Devenu marchand d’art en 1914, Paul Guillaume innove en présentant dans sa galerie des sculptures africaines aux côtés des peintures des artistes qu’il représente et participe à leur diffusion auprès de galeristes et collectionneurs américains. Il est également l’auteur de publications importantes, comme l’album de Sculptures nègres, préfacé par Apollinaire, ou Primitive Negro Sculpture publié par la Fondation Barnes.
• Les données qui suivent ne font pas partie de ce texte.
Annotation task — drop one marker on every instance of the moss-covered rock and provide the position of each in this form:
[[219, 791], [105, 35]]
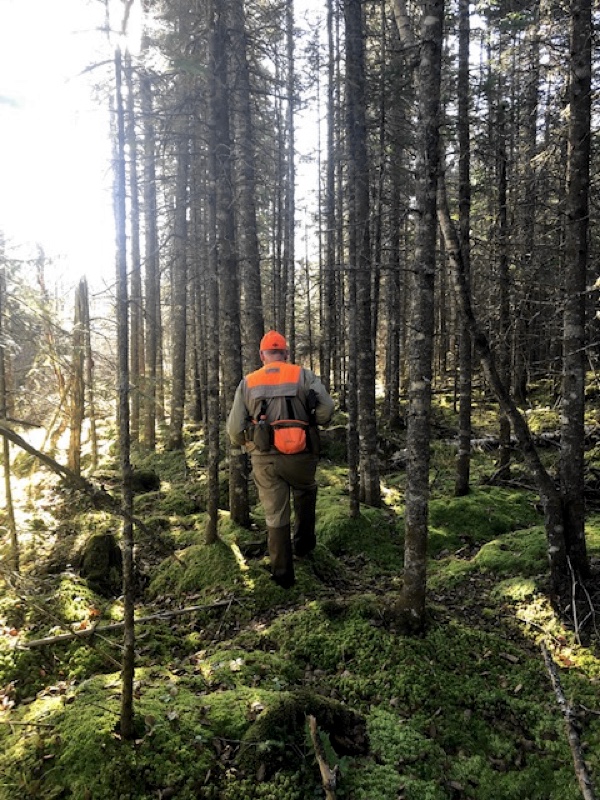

L’emploi du mot « nègre » ou « primitif » sont considérés en ce début du XXe siècle comme un terme neutre pour désigner les arts d’Afrique : s’il n’est pas consciemment employé à cette époque comme un terme dégradant, il reste intrinsèquement lié à un contexte de domination coloniale.

 

Paul Guillaume a très tôt contribué à un changement quant à la perception de ces œuvres : d’abord considérées comme des objets de curiosité, les sculptures africaines sont, en ce début du XXe siècle, perçues comme des œuvres d’art aux qualités esthétiques.

 

Les Matrices Chromatiques d’Agnès Thurnauer

Les Matrices Chromatiques, sculptures fonctionnelles conçues par l’artiste Agnès Thurnauer, sont installées dans plusieurs espaces du musée de l'Orangerie.

© Camille Gharbi

Généreusement commandées et données par deux mécènes, Sophie Javary et Alain Bernard, au Centre national des arts plastiques et déposées à l’Orangerie, ces sculptures bancs d’aluminium mat, comme autant de « nymphéas-lettres » forment le mot « chromatiques » et diffusent l’aura de l’œuvre de Monet à travers tout l’espace du musée.
Les Matrices Chromatiques offrent un signal visuel fort et élégant au musée de l’Orangerie rénové et réactivé par les regards contemporains.